Medicine / 15. Neonatology 

Dolotova L.F., Estrin V.V.

Scientific research Institute of Obstetrics and Pediatrics, Russia

Rostov-on-Don

 

Effectiveness of SELENASE® in therapy of the respiratory distress syndrome (SDR) of the newborn babies and its influence on the manifestation of systemic inflammatory response syndrome (SIRS)
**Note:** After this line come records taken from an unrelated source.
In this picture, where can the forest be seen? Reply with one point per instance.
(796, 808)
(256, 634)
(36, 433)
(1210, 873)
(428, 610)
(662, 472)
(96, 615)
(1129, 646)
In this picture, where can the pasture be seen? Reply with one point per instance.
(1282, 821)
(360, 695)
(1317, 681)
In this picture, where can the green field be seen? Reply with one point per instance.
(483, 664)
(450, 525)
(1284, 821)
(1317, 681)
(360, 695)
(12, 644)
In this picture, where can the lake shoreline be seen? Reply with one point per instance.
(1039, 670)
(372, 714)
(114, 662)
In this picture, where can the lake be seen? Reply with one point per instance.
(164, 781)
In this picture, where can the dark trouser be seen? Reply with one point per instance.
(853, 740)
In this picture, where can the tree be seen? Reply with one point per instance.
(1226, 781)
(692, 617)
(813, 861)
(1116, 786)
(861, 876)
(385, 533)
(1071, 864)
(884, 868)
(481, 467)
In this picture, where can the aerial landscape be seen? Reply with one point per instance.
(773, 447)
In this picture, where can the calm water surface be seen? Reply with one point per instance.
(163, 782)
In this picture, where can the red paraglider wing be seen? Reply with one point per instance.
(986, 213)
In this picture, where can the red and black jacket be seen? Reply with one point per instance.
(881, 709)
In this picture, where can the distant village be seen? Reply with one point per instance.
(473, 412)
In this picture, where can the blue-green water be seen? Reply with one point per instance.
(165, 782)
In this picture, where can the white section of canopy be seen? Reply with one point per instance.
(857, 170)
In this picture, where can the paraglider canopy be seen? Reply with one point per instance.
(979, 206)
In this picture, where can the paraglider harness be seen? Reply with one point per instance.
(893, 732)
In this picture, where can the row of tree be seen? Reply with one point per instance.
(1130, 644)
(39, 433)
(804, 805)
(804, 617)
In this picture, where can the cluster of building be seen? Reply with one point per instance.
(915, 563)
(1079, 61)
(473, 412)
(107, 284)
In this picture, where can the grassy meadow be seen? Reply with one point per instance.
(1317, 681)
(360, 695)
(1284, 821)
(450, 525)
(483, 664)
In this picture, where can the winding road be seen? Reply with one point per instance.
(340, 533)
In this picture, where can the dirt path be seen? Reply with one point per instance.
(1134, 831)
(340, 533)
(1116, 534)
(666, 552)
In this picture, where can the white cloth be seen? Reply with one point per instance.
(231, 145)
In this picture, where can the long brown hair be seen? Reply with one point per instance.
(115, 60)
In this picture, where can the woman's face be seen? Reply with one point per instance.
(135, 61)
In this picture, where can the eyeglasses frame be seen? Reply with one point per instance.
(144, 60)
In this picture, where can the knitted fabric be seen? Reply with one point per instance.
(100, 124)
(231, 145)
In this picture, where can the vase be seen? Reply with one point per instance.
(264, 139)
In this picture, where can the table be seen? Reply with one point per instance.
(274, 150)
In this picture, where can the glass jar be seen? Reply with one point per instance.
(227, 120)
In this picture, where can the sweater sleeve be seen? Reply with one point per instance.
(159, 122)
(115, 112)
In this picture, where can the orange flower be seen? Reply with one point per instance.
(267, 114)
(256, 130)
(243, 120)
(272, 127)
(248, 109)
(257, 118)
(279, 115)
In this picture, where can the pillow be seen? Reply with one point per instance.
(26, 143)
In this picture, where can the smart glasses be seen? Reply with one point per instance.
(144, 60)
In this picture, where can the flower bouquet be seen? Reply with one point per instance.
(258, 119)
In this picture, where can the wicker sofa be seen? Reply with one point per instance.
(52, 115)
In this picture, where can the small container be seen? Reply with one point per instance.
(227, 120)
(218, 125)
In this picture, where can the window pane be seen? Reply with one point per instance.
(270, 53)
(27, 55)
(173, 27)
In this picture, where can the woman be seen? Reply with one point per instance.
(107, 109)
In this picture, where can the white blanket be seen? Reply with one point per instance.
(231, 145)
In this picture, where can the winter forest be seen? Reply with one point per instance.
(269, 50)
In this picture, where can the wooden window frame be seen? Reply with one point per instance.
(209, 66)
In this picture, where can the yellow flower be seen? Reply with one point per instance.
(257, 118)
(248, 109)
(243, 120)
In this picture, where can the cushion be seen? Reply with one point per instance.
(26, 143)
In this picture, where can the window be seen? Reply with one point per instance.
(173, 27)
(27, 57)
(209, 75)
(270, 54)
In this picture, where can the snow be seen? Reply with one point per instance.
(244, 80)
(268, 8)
Until now, one of the most difficult problem of neonatology is the treatment of the septic-purulent phenomenon, complicating the course in neonatal respiratory distress syndrome [1, 2]. In this connection, the search for new approaches to diagnosis and treatment of sepsis is perspective. Moreover, analysis of published data indicates that the use of selenium-containing preparations contribute not only reducing SIRS, but also reducing the severity of sepsis [3, 4, 5]. The latter circumstance  served as an  the impetus for this study.

The aim of the study was to test the hypothesis that the use of sodium selenite pentahydrate (drug Selenase ®, Biosyn, Germany) in the conducted  standard intensive care,which was adopted in the intensive care department pediatric anesthesiology and resuscitation (DPAR) of the Rostov Scientific Research Institute of Obstetrics and Pediatrics, will reduce the incidence of SIRS (sepsis ) of the newborns babies with perinatal lesion (PP CNS)  and SDR, who are on the pulmonary artificial ventilation (AVP). Patients and methods: according to the design, there were examined 76 newborn babies with the respiratory distress syndrome. Children were born in the critical condition, demanding the organizing of the primary reanimation measures (order number 372 Ministry of Public Health, Russia), with the Apgar scores 3,1 ± 1,1  gestational age 39,1 ± 1,1 weeks, body weight 3350 ± 250 g, translated to the mechanical ventilation in the delivery room and entering in the intensive care unit in of the first 48 hours of life.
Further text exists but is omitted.